Recent talk of what some have described as “currency wars” reflects the need for both the emerging and advanced economies to recalibrate policies, Mr Smith said.

“Re-balancing global growth requires the US to keep up its newfound interest in saving more and China needs to keep creating reasons for its consumers to spend more — although not for the moment on property.”

“At the same time, the growing tide of protectionist rhetoric — particularly in the US where even the traditionally free-market Republicans are getting in touch with their inner populist–risks drawing governments into impulsive, uncoordinated and ultimately counter-productive responses,” he said.

“We need to remember that globalisation and free trade has underpinned economic growth and prosperity for 60 years.”

For Australia, Mr Smith said it is important to remember that Asia is not just a China story, noting linkages with South Korea, Japan and India are deepening and emerging economies such as Vietnam and Indonesia will become increasingly important.

ANZ, Australia’s fourth biggest bank by market capitalisation, is seeking to leverage Australia’s deepening ties around the Asia by expanding in the region, giving it access to the vast savings pools in Asia.

Under Mr Smith’s plan to transform ANZ into a “super-regional” bank, ANZ bought branches around Asia from RBS. It is also conducting due diligence on a majority stake in Korea Exchange Bank.

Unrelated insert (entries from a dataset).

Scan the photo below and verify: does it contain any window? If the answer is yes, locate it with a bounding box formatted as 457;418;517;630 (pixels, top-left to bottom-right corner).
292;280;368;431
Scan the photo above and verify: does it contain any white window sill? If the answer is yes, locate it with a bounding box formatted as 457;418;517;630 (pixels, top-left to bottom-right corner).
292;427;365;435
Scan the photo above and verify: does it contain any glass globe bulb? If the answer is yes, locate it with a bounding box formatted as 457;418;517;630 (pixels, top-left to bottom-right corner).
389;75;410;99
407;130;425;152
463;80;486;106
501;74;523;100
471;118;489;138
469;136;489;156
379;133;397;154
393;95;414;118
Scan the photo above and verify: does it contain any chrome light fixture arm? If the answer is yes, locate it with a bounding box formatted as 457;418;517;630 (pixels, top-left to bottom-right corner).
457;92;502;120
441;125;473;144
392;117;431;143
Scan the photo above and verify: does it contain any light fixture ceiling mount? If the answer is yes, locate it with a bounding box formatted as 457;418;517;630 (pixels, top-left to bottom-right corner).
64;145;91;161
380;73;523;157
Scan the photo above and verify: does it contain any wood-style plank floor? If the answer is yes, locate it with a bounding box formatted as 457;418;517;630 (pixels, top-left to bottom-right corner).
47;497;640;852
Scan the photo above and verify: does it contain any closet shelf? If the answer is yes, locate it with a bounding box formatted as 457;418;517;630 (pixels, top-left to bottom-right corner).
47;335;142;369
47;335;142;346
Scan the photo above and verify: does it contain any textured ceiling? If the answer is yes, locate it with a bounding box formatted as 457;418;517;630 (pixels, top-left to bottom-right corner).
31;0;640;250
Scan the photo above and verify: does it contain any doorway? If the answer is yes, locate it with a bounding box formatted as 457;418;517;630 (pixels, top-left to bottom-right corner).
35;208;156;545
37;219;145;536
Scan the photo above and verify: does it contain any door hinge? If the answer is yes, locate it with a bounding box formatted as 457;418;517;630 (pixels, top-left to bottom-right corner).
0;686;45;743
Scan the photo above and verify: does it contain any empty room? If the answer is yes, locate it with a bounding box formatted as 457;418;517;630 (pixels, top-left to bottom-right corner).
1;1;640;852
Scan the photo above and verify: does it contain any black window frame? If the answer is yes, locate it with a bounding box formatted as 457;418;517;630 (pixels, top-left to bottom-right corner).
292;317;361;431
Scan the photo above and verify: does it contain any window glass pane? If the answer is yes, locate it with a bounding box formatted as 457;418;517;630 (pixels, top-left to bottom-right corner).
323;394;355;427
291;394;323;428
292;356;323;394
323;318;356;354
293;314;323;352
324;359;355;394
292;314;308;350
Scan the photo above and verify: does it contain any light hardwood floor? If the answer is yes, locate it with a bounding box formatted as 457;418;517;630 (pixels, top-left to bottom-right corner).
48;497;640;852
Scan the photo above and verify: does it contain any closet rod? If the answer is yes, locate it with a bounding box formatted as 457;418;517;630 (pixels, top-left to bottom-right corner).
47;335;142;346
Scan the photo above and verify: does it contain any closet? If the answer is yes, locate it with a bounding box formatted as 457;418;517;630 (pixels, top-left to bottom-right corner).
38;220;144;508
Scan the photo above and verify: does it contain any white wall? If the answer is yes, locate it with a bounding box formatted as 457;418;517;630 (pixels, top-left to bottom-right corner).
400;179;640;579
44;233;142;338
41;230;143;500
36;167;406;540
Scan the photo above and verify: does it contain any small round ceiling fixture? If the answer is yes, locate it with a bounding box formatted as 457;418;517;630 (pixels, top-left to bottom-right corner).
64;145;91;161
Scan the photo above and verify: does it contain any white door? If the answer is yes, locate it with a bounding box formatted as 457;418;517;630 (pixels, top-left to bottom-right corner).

Mr Smith, who is set to travel to South Korea this weekend to take part in the Korea-Australia Economic Dialogue, said the Australian dollar is likely to remain strong against its US counterpart for a while yet.

He said the Australian dollar was unlikely to head back towards US85 cents soon, with demand for the nation’s commodities and the interest rate among differential key factors for the Australian dollar’s strength.

Mr Smith expects US interest rates to remain about zero for another 12-24 months.

He reiterated that Australian banks are likely to increase lending rates over time as the cost of wholesale funding continues to rise.

He also said there were no major signs of stress in the lender’s mortgage book, although he acknowledged there was an affordability issue at the lower end of the Australian home market.